Тогда царь тангутский прислал вестников к Чингиз-хану. Он их не принял, и тангутские послы передали такие слова великому советнику кагана Елю-Чу-Цаю:
– Наш царь несколько раз восставал против великого кагана, и после того всегда в нашу страну вторгались монголы, убивали народ и грабили города. Нет толку в сопротивлении. Мы пришли на служение Чингиз-хану, просим мира, договора и взаимной клятвы.
Елю-Чу-Цай ответил послам:
– Великий каган болен. Пусть царь тангутов подождет пока Чингиз-хану будет лучше.
Болезнь Чингиз-хана день ото дня усиливалась; он ясно видел близость кончины и приказал:
– Когда я умру, то ничем не обнаруживайте моей гибели, не подымайте плача и воплей, чтобы об этом не узнали враги, не обрадовались и не воодушевились. Когда же царь и жители тангутские выйдут из ворот крепостей с дарами, бросайтесь на них и уничтожайте!
Великий каган лежал на девяти сложенных белых войлоках. Под головой была седельная замшевая подушка, на ногах покрывало из темного соболя.
Тело, длинное и исхудавшее, казалось невероятно тяжелым, и ему, потрясавшему мир, было трудно пошевельнуться или приподнять отяжелевшую голову.
Он лежал на боку и слышал, как при каждом вздохе раздавался тонкий звук, точно попискивала мышь. Он долго не понимал, где сидит эта мышь. Наконец он убедился, что мышь пищит у него в груди, что, когда он не дышит, замолкает и мышь и что мышь — это его болезнь.

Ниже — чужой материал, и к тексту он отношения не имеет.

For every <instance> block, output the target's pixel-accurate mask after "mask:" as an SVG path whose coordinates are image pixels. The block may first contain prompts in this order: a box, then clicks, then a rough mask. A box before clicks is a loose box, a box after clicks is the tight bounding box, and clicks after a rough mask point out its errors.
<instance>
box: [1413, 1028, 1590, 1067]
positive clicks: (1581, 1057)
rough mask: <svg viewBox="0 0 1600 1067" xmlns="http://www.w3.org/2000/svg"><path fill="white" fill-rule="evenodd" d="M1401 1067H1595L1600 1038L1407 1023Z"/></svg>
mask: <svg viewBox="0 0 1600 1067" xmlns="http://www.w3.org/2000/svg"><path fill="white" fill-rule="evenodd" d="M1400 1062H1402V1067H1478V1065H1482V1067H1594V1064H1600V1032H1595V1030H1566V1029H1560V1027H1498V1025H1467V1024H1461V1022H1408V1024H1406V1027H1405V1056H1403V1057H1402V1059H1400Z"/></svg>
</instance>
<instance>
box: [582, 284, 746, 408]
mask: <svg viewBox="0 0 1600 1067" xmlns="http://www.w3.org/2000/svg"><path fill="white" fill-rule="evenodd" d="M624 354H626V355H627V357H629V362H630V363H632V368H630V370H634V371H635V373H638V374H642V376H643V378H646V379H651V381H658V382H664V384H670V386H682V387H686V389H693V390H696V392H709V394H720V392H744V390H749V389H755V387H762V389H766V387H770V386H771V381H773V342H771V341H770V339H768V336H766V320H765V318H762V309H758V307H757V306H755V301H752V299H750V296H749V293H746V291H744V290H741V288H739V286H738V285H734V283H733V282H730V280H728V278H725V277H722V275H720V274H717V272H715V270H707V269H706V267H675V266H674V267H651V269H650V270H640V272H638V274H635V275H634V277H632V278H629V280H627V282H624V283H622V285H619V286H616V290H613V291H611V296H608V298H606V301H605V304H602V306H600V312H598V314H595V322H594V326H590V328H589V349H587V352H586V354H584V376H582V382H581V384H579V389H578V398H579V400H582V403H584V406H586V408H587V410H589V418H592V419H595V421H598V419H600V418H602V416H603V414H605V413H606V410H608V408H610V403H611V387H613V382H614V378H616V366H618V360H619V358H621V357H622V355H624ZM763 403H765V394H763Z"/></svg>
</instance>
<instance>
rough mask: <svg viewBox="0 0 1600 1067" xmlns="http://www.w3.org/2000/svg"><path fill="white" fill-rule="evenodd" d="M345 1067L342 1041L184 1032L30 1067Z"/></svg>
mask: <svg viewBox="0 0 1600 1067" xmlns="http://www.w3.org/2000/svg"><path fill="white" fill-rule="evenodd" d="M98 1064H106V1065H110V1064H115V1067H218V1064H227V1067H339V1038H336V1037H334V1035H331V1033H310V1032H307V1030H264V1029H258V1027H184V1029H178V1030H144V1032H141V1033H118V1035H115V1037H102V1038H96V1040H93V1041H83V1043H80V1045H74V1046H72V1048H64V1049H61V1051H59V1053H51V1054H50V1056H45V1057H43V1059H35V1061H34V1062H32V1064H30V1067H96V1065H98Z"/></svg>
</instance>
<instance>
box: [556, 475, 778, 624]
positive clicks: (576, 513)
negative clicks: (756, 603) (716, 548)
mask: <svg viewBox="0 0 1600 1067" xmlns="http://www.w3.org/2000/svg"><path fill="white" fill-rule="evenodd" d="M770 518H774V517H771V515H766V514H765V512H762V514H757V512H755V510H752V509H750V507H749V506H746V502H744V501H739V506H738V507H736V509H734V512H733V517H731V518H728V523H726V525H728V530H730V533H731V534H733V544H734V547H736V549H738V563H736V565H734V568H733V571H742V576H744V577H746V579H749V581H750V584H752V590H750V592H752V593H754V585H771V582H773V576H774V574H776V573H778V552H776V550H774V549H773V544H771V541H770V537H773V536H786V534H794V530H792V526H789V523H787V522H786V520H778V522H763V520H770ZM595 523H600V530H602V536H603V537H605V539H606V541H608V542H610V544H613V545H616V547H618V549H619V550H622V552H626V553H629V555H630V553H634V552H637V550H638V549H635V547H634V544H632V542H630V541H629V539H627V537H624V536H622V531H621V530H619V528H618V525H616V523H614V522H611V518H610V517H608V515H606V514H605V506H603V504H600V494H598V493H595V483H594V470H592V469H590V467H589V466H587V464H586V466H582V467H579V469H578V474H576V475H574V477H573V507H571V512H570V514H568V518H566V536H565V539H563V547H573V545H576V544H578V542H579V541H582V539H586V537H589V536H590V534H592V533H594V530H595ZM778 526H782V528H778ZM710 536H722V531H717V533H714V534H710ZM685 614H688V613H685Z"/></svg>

Когда он переворачивался на спину, он видел над собой верхнее отверстие юрты, похожее на колесо. Там медленно проплывали тучи, и раз он заметил, как высоко в небе пролетел едва видный косяк журавлей. Доносилось их далекое курлыканье, зовущее вдаль, в новые, невиданные земли.
Каган вспоминал, как он хотел проехать до Последнего моря, но уже на границе Индии не выдержал жары и все его тело покрылось красными зудящими пятнами; тогда он повернул войско обратно в прохладные монгольские степи.